There are other side effects that can be quite serious. These
include infections, because the white blood count and defenses
against infection are minimal, graft versus host disease that
can have an effect on the liver, skin and gastrointestinal tract,
bleeding, especially during the first four weeks after transplantation
when the platelet production resumes, liver complications, the
bone marrow transplant failing itself to graft because the donor
cells do not grow and the patient's own cells may or may not
begin to grow again, or a graft failure when the donor cells
are inadequate in number and function poorly. Information and
booklets regarding these items are set forth in the Reference
section.
- Controlling Side Effects - Once the parent and child
are made aware of potential side effects, then the next step
is to minimize or eliminate them. A number of the side effects
Jennifer experienced could be offset by other drugs, changes
in her diet, and changes in her daily routine. Nutritional therapy
was also effective to reduce side effects and increase the quality
of her life. The Reference
section lists past proven methods to help parents.
- Long Term Effects - The parent needs to weigh the
long-term effects of the combined chemotherapy and/or radiation
with the anticipated benefits from a BMT. Common long term effects
may include physical strength and stamina reduction, some children
have reduced pulmonary function because of lung damage, cataracts
may develop between 3 and 6 years post transplant, thyroid dysfunction
and stunting of growth sometimes occur. Certain cranial irradiation
and intrathecal therapy can cause negative neurological problems
in young children. Problems with sexuality and sterility can
also occur when the children reach adolescence and young adulthood.
Information that can help parents is available in the Reference
section.
Financial Considerations - We found
most medical centers estimate BMT costs to be in excess of $250,000.00.

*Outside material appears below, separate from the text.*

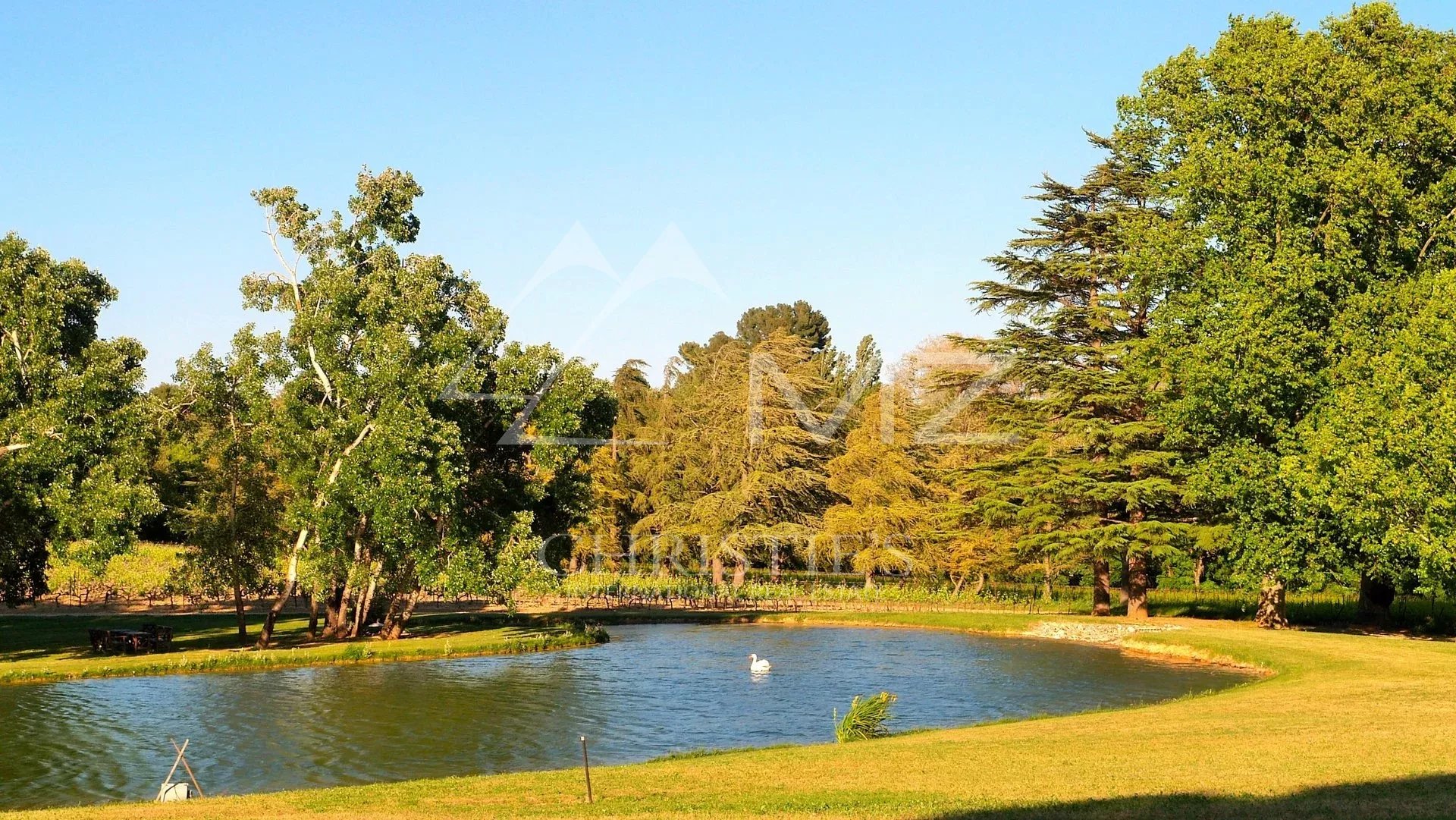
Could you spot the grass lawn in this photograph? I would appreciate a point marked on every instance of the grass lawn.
(1348, 727)
(38, 649)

Because of the expense, the centers require guaranty of funds
in advance either from the family or insurance company. The parent
needs to exercise caution. A number of health policies still
consider BMTs to be "experimental," and therefore,
may not provide full or oftentimes just partial coverage. Every
parent should clarify the financial risk and obligations prior
to signing a consent form for a BMT procedure.
Review your insurance policy, if applicable, with the financial
administrators at the hospital. Ask for specific categories of
expenses that are covered, what out-of-pocket deductibles the
family will have to pay, and any financial aid for items that
are not covered. Policies often will provide more coverage for
"centers of excellence." Be sure to review this with
your insurance company before selecting a hospital.